Fedeli di Santa Rita da tutto il mondo per chiedere la pace

A un mese dalla Festa, Cascia si prepara ad accogliere il 22 maggio migliaia di pellegrini per la Festa di Santa Rita, tra le sante più amate e simbolo universale di perdono, pace e speranza. Un appuntamento che unisce spiritualità, partecipazione popolare e solidarietà concreta. L’edizione 2026 richiama con forza il tema della pace, in continuità con il messaggio della Santa e con le parole di Papa Leone XIV. In questo contesto assume un significato centrale la Fiaccola del Perdono e della Pace, segno profondamente simbolico che ogni anno accompagna il cammino verso la Festa. La fiaccola rappresenta un invito concreto alla riconciliazione e alla fraternità tra i popoli, un messaggio che attraversa confini geografici e culturali. Quest’anno il suo percorso ha assunto un valore ancora più forte grazie al gemellaggio tra Cascia e Chicago, città natale del Pontefice. Proprio a Chicago è stata accesa la Fiaccola, dando avvio a un itinerario ideale e spirituale che unisce due continenti nel nome della pace. Il suo viaggio culminerà il 20 maggio a Roma, in piazza San Pietro, dove sarà benedetta da Papa Leone XIV: un momento altamente simbolico che suggella il legame tra comunità diverse e rafforza la portata universale del messaggio di Santa Rita. La Fiaccola diventa così non solo un segno liturgico, ma anche un gesto concreto di comunione, capace di richiamare tutti alla responsabilità personale nella costruzione della pace. “Nel tempo dei conflitti, il messaggio di Santa Rita è più che mai urgente”, afferma Madre Maria Grazia Cossu, Badessa del monastero, ricordando che la pace nasce da perdono e riconciliazione. Un invito condiviso anche da Padre Joseph L. Farrell, Priore Generale degli Agostiniani, che il 21 maggio presiederà la messa per la famiglia agostiniana: “Celebrare Santa Rita significa rinnovare l’impegno a essere operatori di pace2. Padre Giustino Casciano, rettore della Basilica, sottolinea come la Fiaccola rappresenti “un segno capace di unire popoli e comunità diverse, portando un messaggio attuale e necessario che può tradursi in scelte concrete di riconciliazione”.

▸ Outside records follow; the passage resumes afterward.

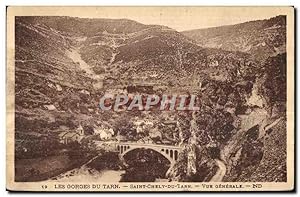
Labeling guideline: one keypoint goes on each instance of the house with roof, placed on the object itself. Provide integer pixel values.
(67, 137)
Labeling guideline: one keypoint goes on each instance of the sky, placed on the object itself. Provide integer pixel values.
(178, 18)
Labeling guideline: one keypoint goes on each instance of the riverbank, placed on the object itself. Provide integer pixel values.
(43, 168)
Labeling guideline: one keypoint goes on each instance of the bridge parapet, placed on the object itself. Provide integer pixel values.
(168, 151)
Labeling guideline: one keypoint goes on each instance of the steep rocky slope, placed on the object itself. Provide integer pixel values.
(64, 64)
(262, 38)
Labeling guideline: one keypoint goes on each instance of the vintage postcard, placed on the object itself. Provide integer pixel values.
(152, 99)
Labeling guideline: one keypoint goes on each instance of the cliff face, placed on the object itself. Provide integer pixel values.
(64, 65)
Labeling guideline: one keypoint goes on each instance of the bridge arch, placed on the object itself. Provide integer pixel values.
(169, 152)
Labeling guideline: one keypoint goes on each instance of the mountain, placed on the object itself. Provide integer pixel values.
(261, 38)
(65, 64)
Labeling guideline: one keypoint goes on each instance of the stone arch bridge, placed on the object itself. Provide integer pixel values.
(170, 152)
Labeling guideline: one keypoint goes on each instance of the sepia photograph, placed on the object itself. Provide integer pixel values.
(150, 99)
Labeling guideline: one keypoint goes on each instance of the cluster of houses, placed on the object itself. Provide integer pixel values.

Il 21 maggio alle ore 10 saranno presentate le “Donne di Rita 2026”, premiate per testimonianze di perdono e solidarietà: Fanni Curi (Roma), che dopo la perdita del figlio si dedica ai più fragili; Lucia Di Mauro (Napoli), che dopo l’uccisione del marito ha scelto il perdono e l’impegno sociale; Mirna Pompili (Palestrina), che ha trasformato la perdita della figlia in esempio di misericordia. Il 22 maggio alle ore 11 si terrà il Solenne Pontificale presieduto dal Cardinale Stanisław Dziwisz, seguito dalla Supplica a Santa Rita e dalla Benedizione delle Rose, simbolo della devozione dei fedeli.